The Visual Analog Pain Scale (VAS) can be a helpful tool in determining whether to use heat or ice. If your pain is rated 7-10/10 on the VAS scale and described as “sharp/stabbing/intense,” ice is likely to provide the most relief. If your pain is rated 1-6/10 and described as “tight, stiff, achy, spasm,” heat may be more effective.
Here are some guiding tips for using ice:
- Use for injuries that have been felt for a short duration (0-7 days)
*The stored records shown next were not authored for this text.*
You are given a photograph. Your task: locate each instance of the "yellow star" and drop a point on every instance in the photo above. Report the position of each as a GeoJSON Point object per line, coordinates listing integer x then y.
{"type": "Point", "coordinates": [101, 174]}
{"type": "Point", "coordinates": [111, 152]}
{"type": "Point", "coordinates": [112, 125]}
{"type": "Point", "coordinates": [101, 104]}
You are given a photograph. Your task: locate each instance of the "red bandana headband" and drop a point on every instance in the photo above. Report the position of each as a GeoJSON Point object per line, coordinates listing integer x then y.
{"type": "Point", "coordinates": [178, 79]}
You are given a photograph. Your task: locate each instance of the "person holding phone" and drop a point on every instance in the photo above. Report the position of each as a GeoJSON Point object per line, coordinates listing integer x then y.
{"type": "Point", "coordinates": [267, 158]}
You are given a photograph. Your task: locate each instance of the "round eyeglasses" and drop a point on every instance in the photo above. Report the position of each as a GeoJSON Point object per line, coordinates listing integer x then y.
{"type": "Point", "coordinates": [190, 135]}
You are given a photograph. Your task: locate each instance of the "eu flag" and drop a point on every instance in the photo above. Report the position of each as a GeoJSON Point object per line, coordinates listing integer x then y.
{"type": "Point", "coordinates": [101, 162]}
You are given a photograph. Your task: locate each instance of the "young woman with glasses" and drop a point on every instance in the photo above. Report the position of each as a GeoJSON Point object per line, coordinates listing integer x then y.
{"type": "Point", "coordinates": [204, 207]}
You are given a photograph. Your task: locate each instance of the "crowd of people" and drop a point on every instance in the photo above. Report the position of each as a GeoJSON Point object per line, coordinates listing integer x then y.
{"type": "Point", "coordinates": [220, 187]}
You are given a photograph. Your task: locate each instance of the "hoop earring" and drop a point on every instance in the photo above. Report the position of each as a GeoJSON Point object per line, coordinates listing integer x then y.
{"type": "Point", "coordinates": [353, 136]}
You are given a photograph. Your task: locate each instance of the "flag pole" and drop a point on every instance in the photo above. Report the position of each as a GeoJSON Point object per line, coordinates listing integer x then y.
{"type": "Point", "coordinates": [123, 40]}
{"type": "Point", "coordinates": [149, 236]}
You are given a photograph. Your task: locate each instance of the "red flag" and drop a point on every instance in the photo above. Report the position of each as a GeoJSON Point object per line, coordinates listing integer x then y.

- Use for recent surgical interventions
- Use for injuries that are hot to the touch
- Use for pain rated 7-10/10 on the VAS scale
Here are some guiding tips for using heat:
- Use for injuries that have been felt for 7-21+ days
- Use for surgical interventions that occurred at least 4 weeks ago
- Use for injuries with no temperature changes to the touch
- Use for pain rated 1-6/10 on the VAS scale
When using heat or ice, it’s important to only apply them for 10-20 minutes at a time and to always use a barrier between the agent and your skin to prevent burns and frostbite. There are also some cases where heat or ice should not be used, such as for skin rashes, open wounds, impaired cognition, neuropathy, or peripheral vascular disease.
Ultimately, the goal is to no longer need heat or ice at all. To achieve this, it’s important to work with a licensed physical therapist to determine the underlying cause of your symptoms and develop an individualized treatment plan. Remember, there is no one-size-fits-all approach to pain management, and it’s important to find what works best for your unique body and injury.